I Can Help My Clients Progress, But I Cannot Train My Own Dog.

can't train

One of the first lessons my graduate school professor taught the class was that not all BCBAs have “perfectly behaved” children.  In fact, my professor enjoyed telling stories about how he was able to change challenging behaviors of clients and students, but he was not able to leave Target without his own children throwing a tantrum over a doll.  I cannot completely relate to his stories because I do not have children of my own.  However, I am a proud human to a 7-month year old chocolate lab puppy and I would be lying if I said she has trained me more than I have trained her.

Prior to bringing the puppy, Parker, home this past February, I was ready to disseminate my practice upon my new puppy.  I had purchased puppy training books written by the experts and purchased all of the suggested supplies like the infamous “clicker” which are to be paired with specific training treats.  I even put antecedent interventions in place around my house to prepare for the pouch; safety gates were installed around the stairs and bitter apple spray was purchased in order to decrease any potential furniture chewing.  I was ready and I imagined I would be the epitome of BCBA/Dog Mom.  

My first mistake probably occurred after the first night at home.  My boyfriend and I were so exhausted after all of the excitement of the day that when it was finally time for us to go to bed, we decided we would put Parker in her crate for a few hours until it was time for her to go out again.  Parker was exhausted too, so we were fortunate that she wanted some uninterrupted sleep for a few hours.  Then, as soon as we heard her start to stir in her crate at 6am, we ran down the stairs to tend to her.  I am ashamed to say this behavior was reinforced for the first few nights and it is no surprise, that 5 months later Parker still expects us to be up with her at 6am.  Many non-BCBA dog owners see the bags under my eyes and listen to my story about how Parker still is an early riser.  Several friends have mentioned to me that I should consider letting the puppy cry it out for a little in the mornings before I give her attention.  I have become too ashamed to admit to them that extinction is a key principle to ABA and is one of the first terms we learn from Cooper.  I have just accepted the fact that I will never again need to set an alarm and Parker will have me up in time for work for the foreseeable future.

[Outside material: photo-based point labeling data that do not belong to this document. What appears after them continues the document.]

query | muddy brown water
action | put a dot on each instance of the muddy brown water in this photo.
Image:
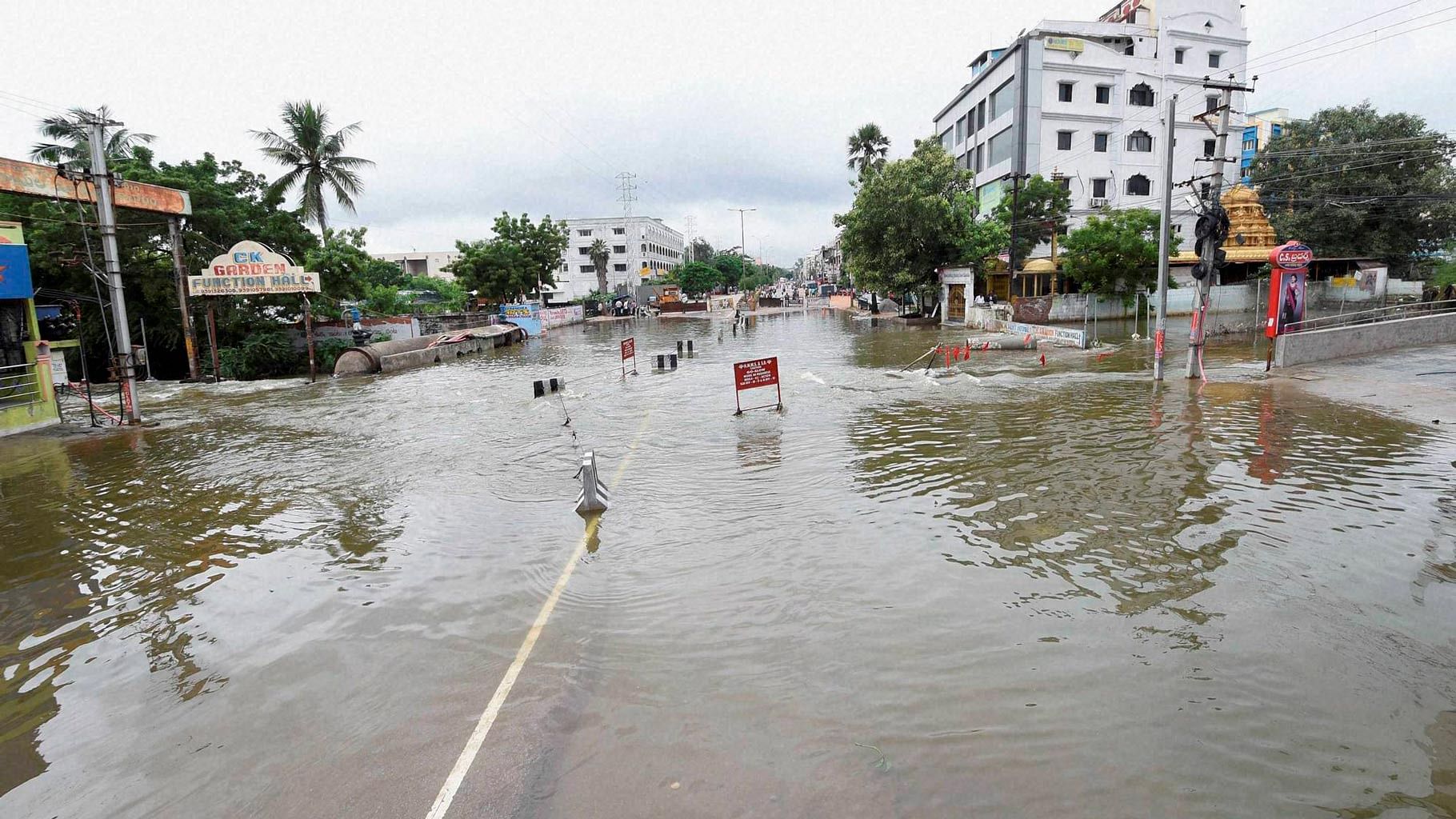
(1027, 591)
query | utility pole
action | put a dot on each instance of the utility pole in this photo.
(106, 220)
(1164, 225)
(194, 366)
(1210, 234)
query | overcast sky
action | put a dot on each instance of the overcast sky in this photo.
(470, 108)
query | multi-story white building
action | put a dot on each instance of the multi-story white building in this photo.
(1083, 104)
(638, 246)
(422, 264)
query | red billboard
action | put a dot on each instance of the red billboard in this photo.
(753, 374)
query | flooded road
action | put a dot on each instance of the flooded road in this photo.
(1028, 593)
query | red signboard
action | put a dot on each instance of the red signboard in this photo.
(753, 374)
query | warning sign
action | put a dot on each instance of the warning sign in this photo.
(753, 374)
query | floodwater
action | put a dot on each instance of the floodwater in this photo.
(1028, 591)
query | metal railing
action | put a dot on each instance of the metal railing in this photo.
(19, 385)
(1391, 313)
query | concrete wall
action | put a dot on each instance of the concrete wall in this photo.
(1342, 342)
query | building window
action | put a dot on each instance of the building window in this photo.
(1002, 99)
(1002, 147)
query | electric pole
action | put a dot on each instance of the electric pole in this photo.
(1213, 227)
(106, 220)
(194, 366)
(1164, 225)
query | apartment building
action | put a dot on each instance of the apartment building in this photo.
(1083, 104)
(638, 246)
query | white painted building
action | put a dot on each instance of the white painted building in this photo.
(639, 248)
(1083, 104)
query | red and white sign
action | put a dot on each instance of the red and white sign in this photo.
(754, 374)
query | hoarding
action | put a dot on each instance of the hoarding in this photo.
(252, 268)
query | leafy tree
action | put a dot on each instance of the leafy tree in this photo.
(1354, 182)
(315, 158)
(730, 268)
(72, 134)
(868, 149)
(907, 220)
(698, 278)
(699, 250)
(1040, 209)
(518, 259)
(598, 254)
(1114, 252)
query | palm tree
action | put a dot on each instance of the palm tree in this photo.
(598, 257)
(868, 149)
(315, 158)
(72, 134)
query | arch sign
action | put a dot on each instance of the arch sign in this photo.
(252, 268)
(1287, 287)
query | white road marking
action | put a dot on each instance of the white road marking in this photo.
(493, 709)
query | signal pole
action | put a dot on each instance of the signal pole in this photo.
(1159, 335)
(106, 220)
(1209, 250)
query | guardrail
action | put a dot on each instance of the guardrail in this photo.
(1374, 316)
(19, 385)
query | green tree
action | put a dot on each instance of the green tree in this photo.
(70, 137)
(1354, 182)
(730, 268)
(315, 159)
(518, 259)
(1114, 252)
(868, 149)
(698, 278)
(907, 220)
(598, 254)
(1040, 209)
(699, 250)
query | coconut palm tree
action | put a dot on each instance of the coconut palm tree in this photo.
(72, 134)
(598, 257)
(315, 159)
(868, 149)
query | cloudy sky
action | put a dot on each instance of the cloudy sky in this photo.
(470, 108)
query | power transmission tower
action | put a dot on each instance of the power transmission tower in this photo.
(628, 191)
(106, 220)
(1213, 225)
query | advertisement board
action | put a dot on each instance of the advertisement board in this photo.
(252, 268)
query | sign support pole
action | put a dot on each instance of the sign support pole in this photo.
(307, 332)
(106, 220)
(194, 364)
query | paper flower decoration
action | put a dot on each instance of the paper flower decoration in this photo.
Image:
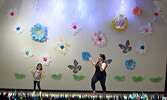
(119, 78)
(75, 28)
(146, 29)
(85, 55)
(141, 47)
(26, 53)
(137, 79)
(125, 47)
(155, 79)
(130, 64)
(19, 76)
(78, 78)
(137, 11)
(12, 13)
(119, 23)
(157, 14)
(76, 67)
(57, 77)
(39, 32)
(45, 59)
(62, 46)
(99, 39)
(18, 28)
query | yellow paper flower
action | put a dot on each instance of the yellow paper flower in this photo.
(119, 23)
(62, 46)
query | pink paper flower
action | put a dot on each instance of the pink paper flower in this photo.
(99, 39)
(157, 14)
(146, 29)
(12, 13)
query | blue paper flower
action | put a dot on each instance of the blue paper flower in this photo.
(130, 64)
(39, 32)
(85, 55)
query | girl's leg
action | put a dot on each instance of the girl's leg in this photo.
(35, 85)
(102, 82)
(38, 83)
(93, 82)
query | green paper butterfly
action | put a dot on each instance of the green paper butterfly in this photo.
(137, 79)
(19, 76)
(155, 79)
(57, 77)
(78, 78)
(119, 78)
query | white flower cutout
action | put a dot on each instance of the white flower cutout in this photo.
(45, 59)
(141, 47)
(26, 53)
(12, 13)
(157, 14)
(146, 29)
(74, 27)
(17, 28)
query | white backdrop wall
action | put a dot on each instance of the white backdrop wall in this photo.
(93, 16)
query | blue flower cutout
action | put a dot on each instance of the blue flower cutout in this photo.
(39, 32)
(130, 64)
(85, 55)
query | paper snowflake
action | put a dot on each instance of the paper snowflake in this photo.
(62, 46)
(26, 53)
(130, 64)
(146, 29)
(12, 13)
(17, 28)
(45, 59)
(39, 32)
(99, 39)
(141, 47)
(74, 27)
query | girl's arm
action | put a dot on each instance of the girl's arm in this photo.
(32, 71)
(103, 67)
(41, 74)
(90, 59)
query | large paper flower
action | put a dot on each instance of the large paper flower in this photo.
(146, 29)
(141, 47)
(26, 53)
(12, 13)
(137, 11)
(18, 28)
(99, 39)
(85, 55)
(119, 23)
(157, 14)
(62, 46)
(45, 59)
(130, 64)
(39, 32)
(74, 27)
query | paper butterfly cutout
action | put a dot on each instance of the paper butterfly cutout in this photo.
(76, 67)
(108, 61)
(126, 47)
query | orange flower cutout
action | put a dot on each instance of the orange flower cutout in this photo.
(137, 11)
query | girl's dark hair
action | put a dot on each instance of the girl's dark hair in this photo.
(103, 56)
(39, 64)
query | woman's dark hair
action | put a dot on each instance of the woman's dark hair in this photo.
(103, 56)
(39, 64)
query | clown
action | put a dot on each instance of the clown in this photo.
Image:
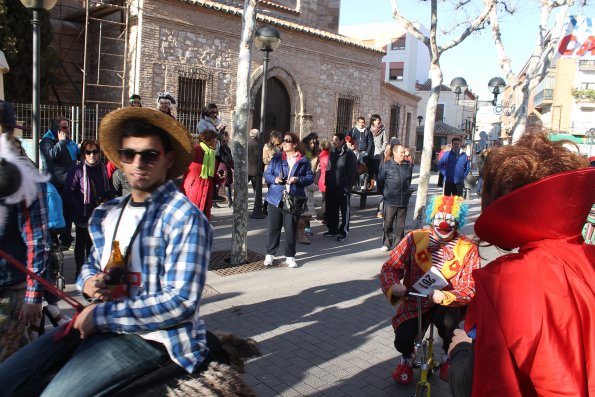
(437, 261)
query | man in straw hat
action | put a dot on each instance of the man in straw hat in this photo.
(165, 243)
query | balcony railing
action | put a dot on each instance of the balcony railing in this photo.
(542, 96)
(586, 64)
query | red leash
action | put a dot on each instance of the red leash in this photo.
(49, 286)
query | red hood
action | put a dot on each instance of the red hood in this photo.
(551, 208)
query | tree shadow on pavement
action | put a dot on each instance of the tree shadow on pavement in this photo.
(321, 339)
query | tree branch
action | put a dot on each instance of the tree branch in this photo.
(408, 25)
(480, 20)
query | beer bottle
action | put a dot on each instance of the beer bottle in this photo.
(116, 270)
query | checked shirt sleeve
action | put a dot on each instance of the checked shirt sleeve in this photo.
(184, 257)
(33, 221)
(393, 270)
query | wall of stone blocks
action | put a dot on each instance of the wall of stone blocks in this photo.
(315, 71)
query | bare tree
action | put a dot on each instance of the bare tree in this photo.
(239, 245)
(436, 77)
(538, 63)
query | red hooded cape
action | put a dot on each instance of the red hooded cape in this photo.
(534, 311)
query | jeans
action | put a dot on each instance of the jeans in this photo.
(82, 247)
(97, 366)
(392, 235)
(338, 202)
(278, 219)
(446, 319)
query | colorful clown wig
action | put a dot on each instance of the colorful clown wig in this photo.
(453, 205)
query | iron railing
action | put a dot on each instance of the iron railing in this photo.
(93, 116)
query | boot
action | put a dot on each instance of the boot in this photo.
(229, 196)
(371, 187)
(302, 239)
(366, 182)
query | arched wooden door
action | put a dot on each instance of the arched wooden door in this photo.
(277, 108)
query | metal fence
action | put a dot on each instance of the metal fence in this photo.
(93, 116)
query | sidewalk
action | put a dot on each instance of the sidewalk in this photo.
(324, 328)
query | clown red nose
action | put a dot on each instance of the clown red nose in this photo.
(444, 226)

Growing up we had a family dog that I was too young to remember training.  My parents were the primary caretakers of this puppy, so by the time I was old enough to remember him, he had already become a dinner time beggar.  The vet would often suggest to us that we should put him on a diet and control his weight better.  I felt bad that we had put his health at risk so I vowed that any future dog I had would never beg for food.  Fast forward 25 years later and I am not conditioned to give Parker a treat anytime she steps inside from the backyard.  Obviously, clicker training was successful because Parker was house broken quickly.  However, I failed at fading her schedule of reinforcement and she still expects a treat every time she is successful at relieving herself outside.  Even if it is 6 o’clock in the morning and I am too sleep deprived to remember to reinforce the successful “void,” she has been effective by reminding me by barking at the pantry door where her treats are stored.

One thing that is out of my scope of confidence is leash training.  I was under the impression that I was doing a good job at teaching her to “heal” and “sit” if another dog was passing by.  The part of leash training that I did not account for was that the 4-pound puppy I began the training with would grow to become 50 pounds of pure muscle in less than 4 months.  Now I have become oblivious to the comments from neighbors such as “Who’s walking who?” and “Here comes Mike Tyson!”.  Now I just grin a little bit and remember that the more I walk Parker the fewer bicep curls I have to do later.  Hopefully, I get control over the walking situation, otherwise I will have my own personal sled this winter.

Obviously, raising a puppy is a lot more challenging than I could have ever imagined.  I assumed I would have stimulus control over Parker by the time she was 7 weeks old.  Now, 7 months later, she has more control over me.  However, I do not regret any “mistakes” I may have made training Parker because despite the mishaps, she has brought so much love to my life and I now have a new best friend.  Parker was my boyfriend’s congratulatory gift to me for passing my BCBA exam.  So, I guess you can say she was the ultimate positive reinforcement!